Classical monocytes maintain ex vivo glycolytic metabolism and early but not later inflammatory responses in older adults.

BACKGROUND: Inflammaging is a condition of chronic low-grade inflammation due to the aging process and is associated with a variety of chronic diseases. Monocytes are innate immune cells which contribute to inflammation and are dysregulated during aging, demonstrated reduced phagocytosis, increased inflammation, and alterations in subset proportions. Metabolism is known to determine immune cell function, with quiescent and anti-inflammatory cells primarily relying on fatty acid oxidation, while activated and inflammatory cells primarily rely on glycolysis. We have previously shown an age-related decrease in mitochondrial respiratory capacity in monocytes, so we hypothesized here that a compensatory shift toward glycolysis would occur which would also exacerbate inflammation. RESULTS: Using Seahorse assays, we profiled glycolysis in classical monocytes isolated from older (60-80 yr) and younger (18-35 yr) adults. Aging did not affect parameters of basal glycolysis in the glycolysis stress test, nor did it alter glycolytic activation early (2 h) or later (24 h) post-LPS stimulation. Cytokine gene expression was unchanged between aged and young subjects at 2 h post-LPS but was reduced in older subjects at 24 h post-LPS either significantly (IL1B) or near-significantly (IL6, IL10). CONCLUSIONS: Aging appears not to affect glycolytic metabolism ex vivo in classical monocytes, but may reduce cytokine expression at later timepoints. Studies examining monocytes stimulated with age-altered circulating factors or with other pattern recognition receptor agonists may shed further light on monocyte metabolism as a determinant of immunosenescence and inflammaging.

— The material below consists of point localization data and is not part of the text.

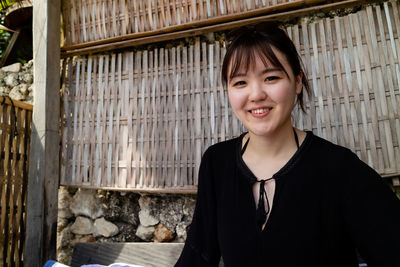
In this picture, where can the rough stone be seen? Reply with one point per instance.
(16, 67)
(64, 238)
(146, 219)
(28, 65)
(61, 224)
(11, 80)
(26, 78)
(105, 228)
(23, 89)
(83, 239)
(4, 90)
(188, 206)
(87, 204)
(130, 209)
(64, 199)
(126, 233)
(145, 232)
(162, 234)
(82, 226)
(65, 256)
(181, 231)
(170, 211)
(15, 94)
(147, 207)
(2, 74)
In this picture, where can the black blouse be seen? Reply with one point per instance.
(328, 205)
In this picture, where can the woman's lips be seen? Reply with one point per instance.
(260, 112)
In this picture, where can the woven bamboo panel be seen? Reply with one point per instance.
(14, 152)
(92, 20)
(141, 120)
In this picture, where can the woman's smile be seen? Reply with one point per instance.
(262, 97)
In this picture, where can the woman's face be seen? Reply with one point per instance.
(263, 97)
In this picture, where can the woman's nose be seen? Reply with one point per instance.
(257, 92)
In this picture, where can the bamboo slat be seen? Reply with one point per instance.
(88, 21)
(15, 123)
(150, 114)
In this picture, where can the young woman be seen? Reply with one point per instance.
(279, 196)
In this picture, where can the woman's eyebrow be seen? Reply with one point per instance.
(270, 70)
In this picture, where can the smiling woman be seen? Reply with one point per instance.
(297, 199)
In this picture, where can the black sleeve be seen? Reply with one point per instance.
(201, 246)
(372, 214)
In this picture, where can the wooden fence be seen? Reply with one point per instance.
(15, 124)
(95, 21)
(140, 120)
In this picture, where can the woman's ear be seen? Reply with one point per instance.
(299, 82)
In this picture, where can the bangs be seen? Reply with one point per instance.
(245, 56)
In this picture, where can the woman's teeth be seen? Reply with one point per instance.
(260, 110)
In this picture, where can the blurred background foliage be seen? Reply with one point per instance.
(22, 50)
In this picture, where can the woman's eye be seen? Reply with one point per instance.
(271, 78)
(239, 83)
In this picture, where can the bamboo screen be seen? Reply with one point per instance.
(93, 20)
(14, 153)
(141, 120)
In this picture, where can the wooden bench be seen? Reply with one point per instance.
(145, 254)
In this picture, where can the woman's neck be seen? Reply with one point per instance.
(280, 143)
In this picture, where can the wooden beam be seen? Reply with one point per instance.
(43, 177)
(18, 104)
(162, 35)
(186, 190)
(201, 23)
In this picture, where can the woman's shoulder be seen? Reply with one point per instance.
(330, 149)
(224, 148)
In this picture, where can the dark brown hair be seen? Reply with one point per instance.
(247, 42)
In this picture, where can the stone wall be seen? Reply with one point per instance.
(16, 81)
(107, 216)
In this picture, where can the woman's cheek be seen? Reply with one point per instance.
(236, 99)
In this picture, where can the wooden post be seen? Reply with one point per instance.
(43, 177)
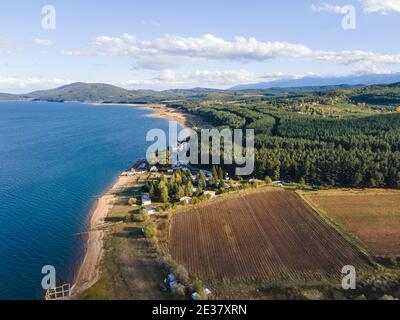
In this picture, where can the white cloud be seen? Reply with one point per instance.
(150, 22)
(42, 42)
(174, 51)
(6, 47)
(381, 6)
(199, 78)
(329, 8)
(22, 84)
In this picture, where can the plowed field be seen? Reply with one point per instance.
(373, 216)
(258, 235)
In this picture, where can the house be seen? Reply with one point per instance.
(210, 194)
(143, 165)
(146, 201)
(186, 200)
(171, 280)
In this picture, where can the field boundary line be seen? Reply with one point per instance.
(347, 235)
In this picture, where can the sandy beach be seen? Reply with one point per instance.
(162, 111)
(89, 270)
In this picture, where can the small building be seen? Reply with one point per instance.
(210, 194)
(146, 201)
(207, 173)
(171, 280)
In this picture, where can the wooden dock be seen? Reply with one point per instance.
(59, 293)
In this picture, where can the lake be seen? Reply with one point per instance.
(55, 158)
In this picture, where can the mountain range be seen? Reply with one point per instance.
(100, 92)
(313, 81)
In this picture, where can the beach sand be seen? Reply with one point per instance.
(162, 111)
(89, 271)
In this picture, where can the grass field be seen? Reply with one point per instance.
(261, 234)
(373, 216)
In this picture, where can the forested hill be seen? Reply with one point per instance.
(387, 95)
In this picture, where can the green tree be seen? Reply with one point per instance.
(164, 196)
(214, 173)
(201, 181)
(180, 193)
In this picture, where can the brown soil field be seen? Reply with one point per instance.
(373, 216)
(263, 234)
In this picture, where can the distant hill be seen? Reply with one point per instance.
(369, 79)
(383, 94)
(7, 96)
(100, 92)
(81, 92)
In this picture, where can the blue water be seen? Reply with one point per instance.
(54, 159)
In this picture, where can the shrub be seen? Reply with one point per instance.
(132, 201)
(179, 291)
(149, 231)
(141, 217)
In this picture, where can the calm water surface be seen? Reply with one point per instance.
(54, 159)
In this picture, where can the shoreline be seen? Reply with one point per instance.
(161, 111)
(89, 270)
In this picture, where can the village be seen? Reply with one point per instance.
(163, 187)
(160, 189)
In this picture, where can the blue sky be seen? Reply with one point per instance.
(176, 43)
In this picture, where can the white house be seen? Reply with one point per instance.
(186, 200)
(211, 194)
(146, 201)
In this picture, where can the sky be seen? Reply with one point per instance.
(158, 44)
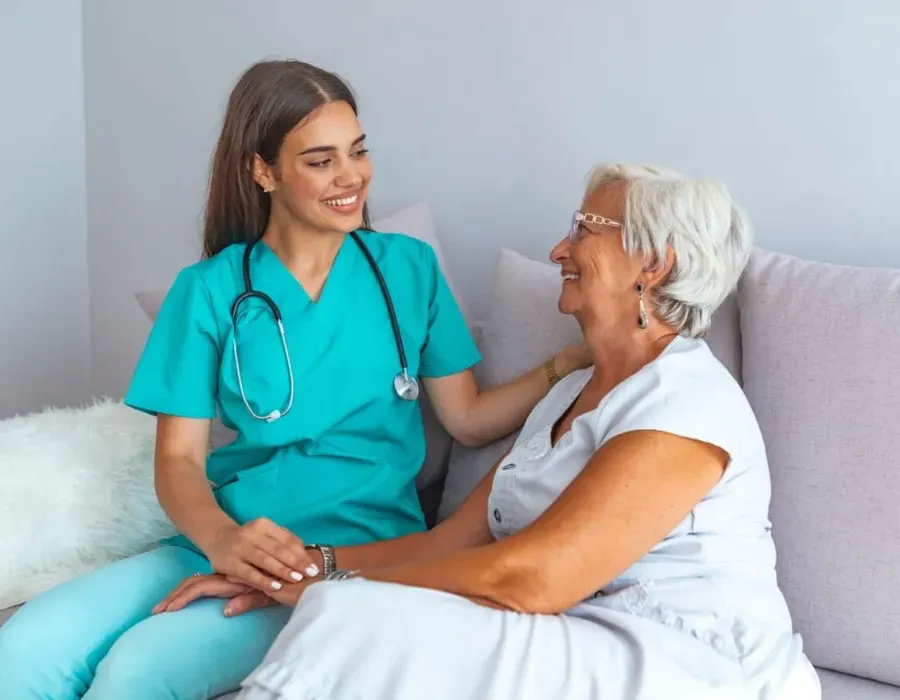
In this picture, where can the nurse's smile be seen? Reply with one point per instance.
(346, 204)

Aging impairs mitochondrial respiratory capacity in classical monocytes.

Aging is a critical healthcare concern, with age-related inflammation disposing individuals to a variety of diseases. Monocytes are affected by the aging process, with increased inflammation and impaired cellular functions such as phagocytosis. Mechanisms by which aging alters monocyte function are unknown, but recent research suggests that the balance of metabolic processes determine immune cell phenotype and function. Given the known association between aging and mitochondrial dysfunction in other tissues, we hypothesized that aging would impair mitochondrial function in monocytes. To test this, we isolated classical monocytes from young and older adults and tested mitochondrial function by a Seahorse assay. Aging reduced mitochondrial respiratory capacity and spare capacity in monocytes. Mitochondrial dysfunction is a potential mechanism by which aging alters monocyte phenotype and may impair inflammatory functions, especially in low-glucose environments where oxidative metabolism is necessary to meet energy demands.